Critics, including philosopher and writer Tom Whyman, pointed out that this perpetuated stereotypes of areas as “dead-end dumps, places to struggle to get out of rather than work to invest in”. Research supports this view – when the media covers health inequalities without proper sensitivity, it can kick communities which are already struggling.
In the Communities in Control study – an independent evaluation of Big Local, a Big Lottery funded programme aimed at giving local people greater control over how money should be spent to benefit their neighbourhoods – my colleagues and I found that residents often acted to promote a more positive portrayal of their area.

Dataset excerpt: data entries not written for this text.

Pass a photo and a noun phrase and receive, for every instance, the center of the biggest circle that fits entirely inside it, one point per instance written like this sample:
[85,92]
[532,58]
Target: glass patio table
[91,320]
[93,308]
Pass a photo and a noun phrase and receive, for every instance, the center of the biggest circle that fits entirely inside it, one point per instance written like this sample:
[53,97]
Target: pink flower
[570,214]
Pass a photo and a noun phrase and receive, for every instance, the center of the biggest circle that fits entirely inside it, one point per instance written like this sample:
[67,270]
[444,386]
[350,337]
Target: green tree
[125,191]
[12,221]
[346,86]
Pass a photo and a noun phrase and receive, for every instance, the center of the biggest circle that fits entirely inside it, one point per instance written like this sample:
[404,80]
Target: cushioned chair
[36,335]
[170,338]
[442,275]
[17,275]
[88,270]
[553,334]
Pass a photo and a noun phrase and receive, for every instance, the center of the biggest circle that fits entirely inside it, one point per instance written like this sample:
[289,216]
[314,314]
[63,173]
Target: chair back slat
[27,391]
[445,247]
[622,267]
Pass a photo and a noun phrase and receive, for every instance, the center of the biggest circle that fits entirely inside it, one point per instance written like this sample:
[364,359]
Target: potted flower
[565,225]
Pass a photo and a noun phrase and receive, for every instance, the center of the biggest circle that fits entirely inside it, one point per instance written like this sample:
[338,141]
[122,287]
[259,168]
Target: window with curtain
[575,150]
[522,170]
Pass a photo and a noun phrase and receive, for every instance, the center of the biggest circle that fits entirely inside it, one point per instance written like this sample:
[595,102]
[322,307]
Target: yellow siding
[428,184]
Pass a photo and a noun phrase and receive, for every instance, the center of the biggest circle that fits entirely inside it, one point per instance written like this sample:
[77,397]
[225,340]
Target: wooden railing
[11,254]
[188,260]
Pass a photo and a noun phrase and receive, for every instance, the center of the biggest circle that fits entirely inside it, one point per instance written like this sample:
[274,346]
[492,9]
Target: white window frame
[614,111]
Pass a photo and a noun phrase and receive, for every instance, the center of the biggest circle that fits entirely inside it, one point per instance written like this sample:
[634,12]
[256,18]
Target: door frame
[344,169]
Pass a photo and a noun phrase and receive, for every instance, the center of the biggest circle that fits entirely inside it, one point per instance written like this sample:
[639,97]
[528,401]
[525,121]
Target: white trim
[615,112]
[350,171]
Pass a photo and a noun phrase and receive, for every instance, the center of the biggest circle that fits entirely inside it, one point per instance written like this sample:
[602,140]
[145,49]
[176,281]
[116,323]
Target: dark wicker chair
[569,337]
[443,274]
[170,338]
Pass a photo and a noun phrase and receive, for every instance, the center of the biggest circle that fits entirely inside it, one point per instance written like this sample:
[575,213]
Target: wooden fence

Local action ranged from publicity activities to promote good news stories and neighbourhood improvements, to organising festivals to encourage visitors. Residents explained they wanted to challenge external perceptions which affected their neighbourhood economically as well as shaping locals’ view of themselves.
Some residents described how service providers, colleagues and even family members living elsewhere saw residential areas as “rough” or “unsafe”, even though they had never visited. And one participant in our study said:
People whose kids goes to the primary schools here are embarrassed or ashamed to have been from the area and we want to change that.
The residents who have to live with these negative perceptions should not be responsible for changing other people’s prejudiced attitudes. But initiatives such as Big Local – and other funding programmes with an ethos of resident participation – show that community priorities based on local experiences of living somewhere need to be more centrally placed in public health decision making than this has been up to now.
Neighbourhood stigma should be a public health concern, especially as the impact of austerity builds, driving cuts to public services and neighbourhood investment. Austerity policies need to be monitored to ensure they do not make neighbourhood stigma worse – and residents can also act to improve their area’s reputation for the better, if they are given the right support.